While recent global events have highlighted the volatility and unpredictable nature of our modern world, additional political, social and health crises have further served to exacerbate and intensify business and organizational disfunctions, often previously overlooked. The energy sector has not gone unscathed in the resulting upheavals and must find successful ways to manage new conditions in the world of work.

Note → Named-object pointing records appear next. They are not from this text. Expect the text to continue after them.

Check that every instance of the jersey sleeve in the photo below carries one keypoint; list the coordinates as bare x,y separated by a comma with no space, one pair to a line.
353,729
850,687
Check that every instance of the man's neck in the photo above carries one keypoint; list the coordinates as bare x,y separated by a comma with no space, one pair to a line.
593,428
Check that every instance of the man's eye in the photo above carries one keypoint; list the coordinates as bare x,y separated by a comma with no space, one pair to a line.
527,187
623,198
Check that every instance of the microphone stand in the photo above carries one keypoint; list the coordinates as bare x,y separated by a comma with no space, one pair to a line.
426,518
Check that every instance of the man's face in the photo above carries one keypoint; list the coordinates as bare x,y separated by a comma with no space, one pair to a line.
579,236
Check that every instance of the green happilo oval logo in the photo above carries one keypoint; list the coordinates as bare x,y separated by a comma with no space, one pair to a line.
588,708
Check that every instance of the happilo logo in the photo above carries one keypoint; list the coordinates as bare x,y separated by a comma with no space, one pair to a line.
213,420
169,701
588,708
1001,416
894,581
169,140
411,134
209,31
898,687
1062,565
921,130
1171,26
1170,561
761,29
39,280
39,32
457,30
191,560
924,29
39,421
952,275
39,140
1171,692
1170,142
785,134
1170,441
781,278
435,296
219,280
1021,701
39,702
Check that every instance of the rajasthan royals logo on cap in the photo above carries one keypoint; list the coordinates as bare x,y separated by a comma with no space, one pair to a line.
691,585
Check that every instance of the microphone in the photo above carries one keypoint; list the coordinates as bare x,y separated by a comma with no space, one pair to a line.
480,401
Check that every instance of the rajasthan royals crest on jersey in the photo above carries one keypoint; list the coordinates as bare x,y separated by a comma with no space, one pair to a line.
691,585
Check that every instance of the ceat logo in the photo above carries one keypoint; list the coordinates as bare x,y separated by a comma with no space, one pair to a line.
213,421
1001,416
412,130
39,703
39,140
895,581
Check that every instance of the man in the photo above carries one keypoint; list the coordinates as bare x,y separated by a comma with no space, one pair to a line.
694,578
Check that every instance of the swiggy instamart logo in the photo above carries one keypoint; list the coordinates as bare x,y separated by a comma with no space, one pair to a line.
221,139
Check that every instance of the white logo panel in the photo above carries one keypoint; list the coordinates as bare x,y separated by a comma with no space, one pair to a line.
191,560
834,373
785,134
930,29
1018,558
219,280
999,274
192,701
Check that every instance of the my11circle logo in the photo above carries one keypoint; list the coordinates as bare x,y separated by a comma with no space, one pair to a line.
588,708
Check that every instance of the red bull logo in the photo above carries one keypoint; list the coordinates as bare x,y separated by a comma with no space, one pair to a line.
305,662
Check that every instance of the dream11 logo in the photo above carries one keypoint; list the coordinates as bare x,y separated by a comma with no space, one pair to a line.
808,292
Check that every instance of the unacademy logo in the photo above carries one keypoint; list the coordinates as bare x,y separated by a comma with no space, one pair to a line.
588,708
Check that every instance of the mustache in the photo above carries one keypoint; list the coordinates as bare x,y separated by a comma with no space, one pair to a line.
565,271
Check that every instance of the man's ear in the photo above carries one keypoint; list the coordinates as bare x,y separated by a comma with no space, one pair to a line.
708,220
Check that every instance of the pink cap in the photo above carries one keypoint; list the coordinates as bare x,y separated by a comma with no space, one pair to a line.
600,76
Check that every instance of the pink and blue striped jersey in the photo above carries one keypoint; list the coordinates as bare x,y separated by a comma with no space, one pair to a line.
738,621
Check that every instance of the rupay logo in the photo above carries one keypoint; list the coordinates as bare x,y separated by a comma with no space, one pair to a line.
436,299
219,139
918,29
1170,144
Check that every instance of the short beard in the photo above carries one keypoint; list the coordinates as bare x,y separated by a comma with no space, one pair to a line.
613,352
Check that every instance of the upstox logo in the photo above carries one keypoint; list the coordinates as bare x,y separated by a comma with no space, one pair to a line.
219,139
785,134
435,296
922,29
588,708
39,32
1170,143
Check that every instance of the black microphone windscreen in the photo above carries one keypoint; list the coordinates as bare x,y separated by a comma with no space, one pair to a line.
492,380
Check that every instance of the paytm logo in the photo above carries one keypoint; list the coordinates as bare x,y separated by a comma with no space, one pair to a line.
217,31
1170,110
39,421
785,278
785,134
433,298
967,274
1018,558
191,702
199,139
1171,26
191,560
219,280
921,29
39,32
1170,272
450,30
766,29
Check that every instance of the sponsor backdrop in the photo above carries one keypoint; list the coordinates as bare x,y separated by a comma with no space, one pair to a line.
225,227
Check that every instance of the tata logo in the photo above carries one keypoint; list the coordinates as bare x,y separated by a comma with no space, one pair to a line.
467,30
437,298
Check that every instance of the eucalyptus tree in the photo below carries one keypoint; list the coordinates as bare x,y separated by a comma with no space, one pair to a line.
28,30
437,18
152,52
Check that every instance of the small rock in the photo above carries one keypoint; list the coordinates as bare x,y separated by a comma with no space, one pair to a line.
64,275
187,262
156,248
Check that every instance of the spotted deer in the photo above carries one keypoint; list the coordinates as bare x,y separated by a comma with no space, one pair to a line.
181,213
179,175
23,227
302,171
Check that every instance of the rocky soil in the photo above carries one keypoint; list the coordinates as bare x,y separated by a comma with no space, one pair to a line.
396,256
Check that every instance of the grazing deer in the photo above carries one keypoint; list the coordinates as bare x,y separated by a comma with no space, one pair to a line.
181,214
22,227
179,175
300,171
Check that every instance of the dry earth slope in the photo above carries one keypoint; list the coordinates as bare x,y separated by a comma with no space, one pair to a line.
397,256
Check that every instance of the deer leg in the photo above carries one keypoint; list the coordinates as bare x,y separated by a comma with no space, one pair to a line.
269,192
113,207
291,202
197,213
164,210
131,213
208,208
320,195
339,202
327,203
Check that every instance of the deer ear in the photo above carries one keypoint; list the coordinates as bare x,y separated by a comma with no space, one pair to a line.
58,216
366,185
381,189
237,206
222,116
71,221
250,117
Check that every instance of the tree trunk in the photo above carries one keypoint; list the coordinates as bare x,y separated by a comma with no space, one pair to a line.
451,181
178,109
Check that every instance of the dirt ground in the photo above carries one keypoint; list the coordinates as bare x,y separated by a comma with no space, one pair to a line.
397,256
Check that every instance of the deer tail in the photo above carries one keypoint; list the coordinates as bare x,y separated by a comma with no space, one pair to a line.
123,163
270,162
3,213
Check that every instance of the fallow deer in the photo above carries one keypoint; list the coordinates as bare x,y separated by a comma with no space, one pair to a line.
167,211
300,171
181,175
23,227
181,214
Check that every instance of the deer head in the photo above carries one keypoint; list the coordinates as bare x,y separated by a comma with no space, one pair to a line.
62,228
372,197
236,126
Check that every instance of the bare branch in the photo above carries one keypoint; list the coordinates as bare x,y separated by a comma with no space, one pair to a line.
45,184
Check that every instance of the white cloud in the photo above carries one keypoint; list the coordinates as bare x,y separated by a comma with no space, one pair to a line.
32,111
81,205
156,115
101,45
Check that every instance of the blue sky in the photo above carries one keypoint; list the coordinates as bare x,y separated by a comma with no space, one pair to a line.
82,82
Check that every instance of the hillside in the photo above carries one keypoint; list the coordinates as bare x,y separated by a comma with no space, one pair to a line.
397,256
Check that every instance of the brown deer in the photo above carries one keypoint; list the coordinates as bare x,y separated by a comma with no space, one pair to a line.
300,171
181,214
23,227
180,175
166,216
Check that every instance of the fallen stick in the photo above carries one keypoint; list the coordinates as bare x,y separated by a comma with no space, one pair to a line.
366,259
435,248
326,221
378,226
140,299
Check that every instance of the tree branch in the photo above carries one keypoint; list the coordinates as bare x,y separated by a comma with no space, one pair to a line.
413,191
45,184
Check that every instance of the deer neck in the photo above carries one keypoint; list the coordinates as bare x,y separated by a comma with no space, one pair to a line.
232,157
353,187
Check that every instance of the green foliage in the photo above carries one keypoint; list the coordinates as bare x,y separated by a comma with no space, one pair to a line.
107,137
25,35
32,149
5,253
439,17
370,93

Achieving continued business success and forward momentum in such an environment demands consideration of both external and human capital impacts on financial results. Even if large-scale change begins through renewed reliance upon domestic resources or widespread adoption of solutions — such as fleet decarbonization with propane autogas — difficulties stemming from regional regulatory disparities, federal legislation and reinstated excise taxes remain. Though technological innovations have greatly improved processing and distribution flows, the market will always rely heavily upon human input.

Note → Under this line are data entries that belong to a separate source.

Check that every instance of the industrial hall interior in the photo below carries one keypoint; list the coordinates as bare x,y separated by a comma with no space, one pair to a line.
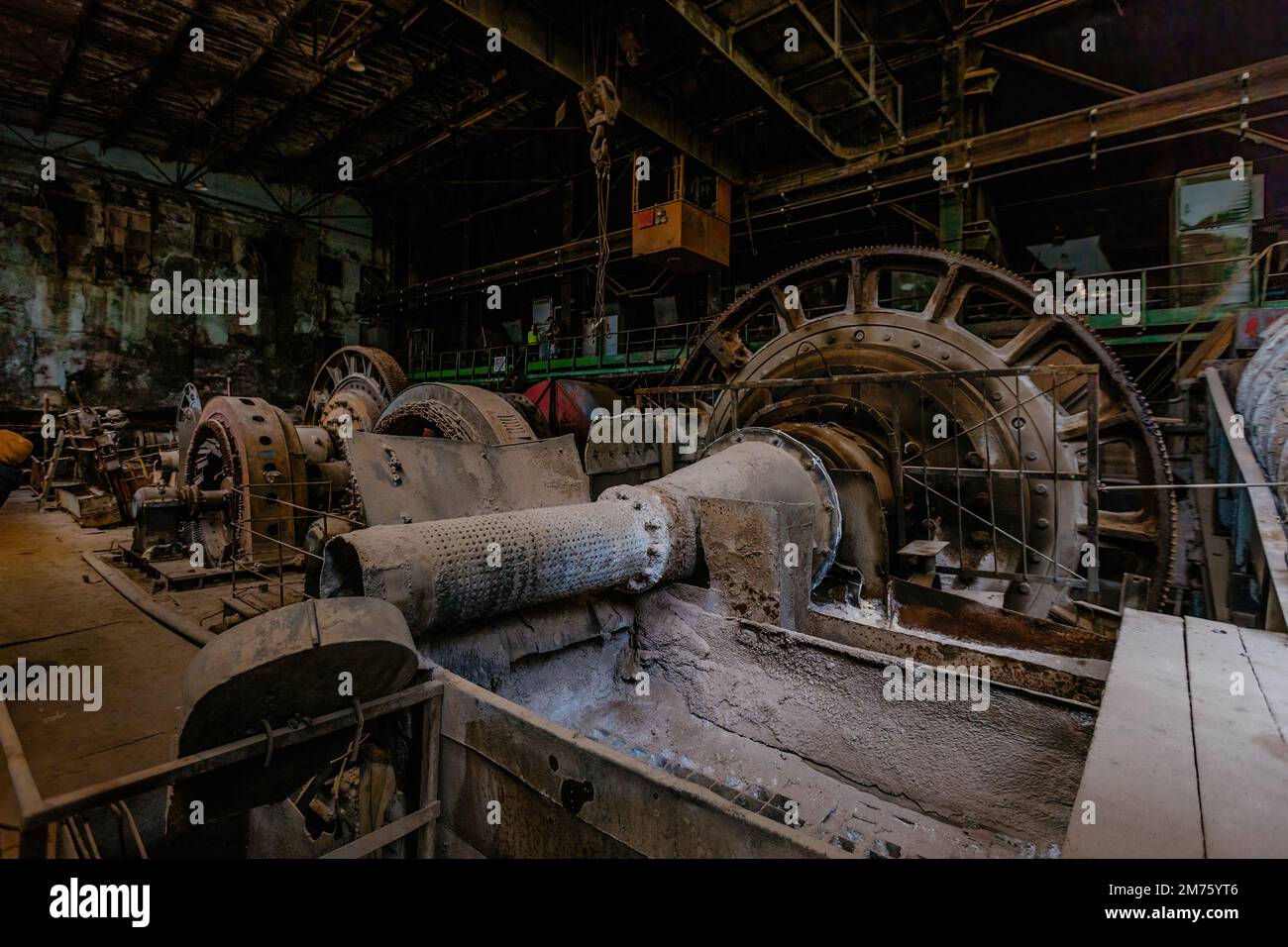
643,428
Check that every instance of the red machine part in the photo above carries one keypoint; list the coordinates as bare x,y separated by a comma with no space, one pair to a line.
567,405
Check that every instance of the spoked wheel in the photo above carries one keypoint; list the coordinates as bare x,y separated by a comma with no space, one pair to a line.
356,381
914,309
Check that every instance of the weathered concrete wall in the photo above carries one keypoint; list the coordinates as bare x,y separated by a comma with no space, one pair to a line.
1012,768
77,257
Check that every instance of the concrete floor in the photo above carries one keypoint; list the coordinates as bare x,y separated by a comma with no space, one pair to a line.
58,611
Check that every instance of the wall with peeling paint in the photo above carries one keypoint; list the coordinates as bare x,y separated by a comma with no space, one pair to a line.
77,257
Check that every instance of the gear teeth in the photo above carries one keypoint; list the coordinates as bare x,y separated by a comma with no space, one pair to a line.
1160,589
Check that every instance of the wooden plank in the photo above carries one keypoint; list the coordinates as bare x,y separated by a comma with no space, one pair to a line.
1269,656
1240,751
1219,338
365,844
1140,771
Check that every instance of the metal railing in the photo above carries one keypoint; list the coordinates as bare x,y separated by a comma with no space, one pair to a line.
281,571
648,350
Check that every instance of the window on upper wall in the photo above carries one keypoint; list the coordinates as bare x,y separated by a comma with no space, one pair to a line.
129,239
69,215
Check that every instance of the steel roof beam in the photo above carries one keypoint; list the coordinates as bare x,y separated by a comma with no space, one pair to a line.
537,38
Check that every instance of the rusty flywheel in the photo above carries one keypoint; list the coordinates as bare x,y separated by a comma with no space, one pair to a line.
918,309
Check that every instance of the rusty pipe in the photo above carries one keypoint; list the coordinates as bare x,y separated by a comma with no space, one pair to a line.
631,539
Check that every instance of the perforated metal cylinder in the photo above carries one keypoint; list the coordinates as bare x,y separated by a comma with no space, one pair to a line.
454,571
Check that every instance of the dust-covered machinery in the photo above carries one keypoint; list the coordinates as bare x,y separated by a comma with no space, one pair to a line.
688,621
254,483
996,488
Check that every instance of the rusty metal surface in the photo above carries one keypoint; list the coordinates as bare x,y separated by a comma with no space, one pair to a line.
1262,399
356,381
412,479
286,664
960,315
458,412
246,446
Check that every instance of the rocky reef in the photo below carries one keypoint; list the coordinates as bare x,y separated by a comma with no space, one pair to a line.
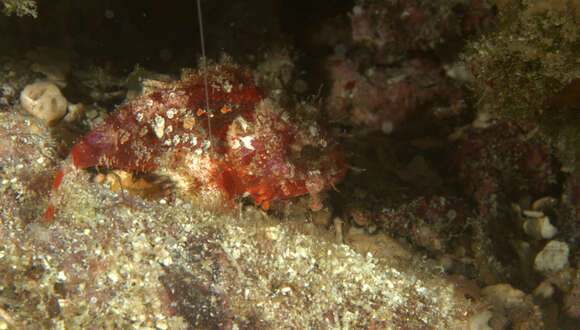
455,119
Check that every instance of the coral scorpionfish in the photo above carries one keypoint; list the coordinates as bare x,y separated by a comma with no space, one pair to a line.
256,147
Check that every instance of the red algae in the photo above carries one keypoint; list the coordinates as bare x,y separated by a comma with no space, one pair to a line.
257,148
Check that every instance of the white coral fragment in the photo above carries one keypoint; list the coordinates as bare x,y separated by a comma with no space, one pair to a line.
44,101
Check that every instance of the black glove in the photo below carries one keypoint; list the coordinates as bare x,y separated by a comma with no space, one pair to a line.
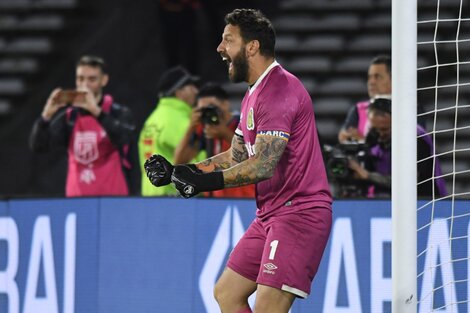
190,181
158,170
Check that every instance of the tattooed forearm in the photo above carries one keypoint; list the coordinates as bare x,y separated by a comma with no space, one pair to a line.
268,150
216,163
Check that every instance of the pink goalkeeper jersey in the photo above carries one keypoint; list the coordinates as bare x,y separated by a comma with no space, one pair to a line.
279,105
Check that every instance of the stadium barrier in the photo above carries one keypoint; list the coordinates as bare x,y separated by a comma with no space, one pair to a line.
164,255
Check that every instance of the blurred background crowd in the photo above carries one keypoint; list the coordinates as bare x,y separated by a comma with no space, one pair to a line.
328,44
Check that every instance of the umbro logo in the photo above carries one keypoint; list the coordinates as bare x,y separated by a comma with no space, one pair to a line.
188,190
269,268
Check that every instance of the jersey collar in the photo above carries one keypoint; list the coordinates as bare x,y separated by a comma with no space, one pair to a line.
258,81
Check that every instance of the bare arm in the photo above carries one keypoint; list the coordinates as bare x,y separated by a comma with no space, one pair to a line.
234,155
268,152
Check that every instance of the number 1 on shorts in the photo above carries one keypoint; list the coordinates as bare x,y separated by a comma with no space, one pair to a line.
273,245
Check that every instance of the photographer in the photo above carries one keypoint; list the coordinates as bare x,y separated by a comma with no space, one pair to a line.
378,170
211,129
96,131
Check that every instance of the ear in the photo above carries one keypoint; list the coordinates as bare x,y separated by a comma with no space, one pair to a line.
252,47
104,80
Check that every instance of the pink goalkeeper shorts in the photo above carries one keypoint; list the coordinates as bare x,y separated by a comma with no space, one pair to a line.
285,251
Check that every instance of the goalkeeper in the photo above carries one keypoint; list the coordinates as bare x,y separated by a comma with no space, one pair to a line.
275,147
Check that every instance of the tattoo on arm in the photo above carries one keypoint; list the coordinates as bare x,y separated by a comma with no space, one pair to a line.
268,152
218,162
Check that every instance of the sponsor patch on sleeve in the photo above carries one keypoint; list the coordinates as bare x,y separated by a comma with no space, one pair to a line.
276,133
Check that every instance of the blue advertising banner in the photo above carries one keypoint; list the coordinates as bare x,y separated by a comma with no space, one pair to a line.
164,255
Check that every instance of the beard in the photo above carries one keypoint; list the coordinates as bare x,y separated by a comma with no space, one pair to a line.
239,68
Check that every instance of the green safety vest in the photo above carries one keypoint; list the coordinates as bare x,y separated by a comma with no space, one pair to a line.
162,132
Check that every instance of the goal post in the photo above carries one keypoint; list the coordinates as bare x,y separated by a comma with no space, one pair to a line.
404,156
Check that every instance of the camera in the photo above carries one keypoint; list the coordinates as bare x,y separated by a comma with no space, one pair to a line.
337,167
210,115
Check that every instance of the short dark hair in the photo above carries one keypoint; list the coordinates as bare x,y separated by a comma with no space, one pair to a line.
212,90
254,26
93,61
385,60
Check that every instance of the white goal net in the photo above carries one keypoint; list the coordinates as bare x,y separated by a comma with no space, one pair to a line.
442,219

Maximizing employee productivity to effectively manage costs is critical. Typical efforts to achieve measurable results in this area, unfortunately, have left many business leaders throughout the supply chain in a frustrating cycle. Navigating through ineffective and reactive approaches to meeting employee development needs has been difficult, costly and time consuming.
Whether addressing rising labor expenses or financial impact from turnover, the simple requirement of humans at work ensures that some components of operations and product delivery will always require excellent use of collaboration, conflict management and critical thinking. Command of these soft skills — or people skills — is not only integral to business success and increased productivity, but fundamental to building a leadership bench.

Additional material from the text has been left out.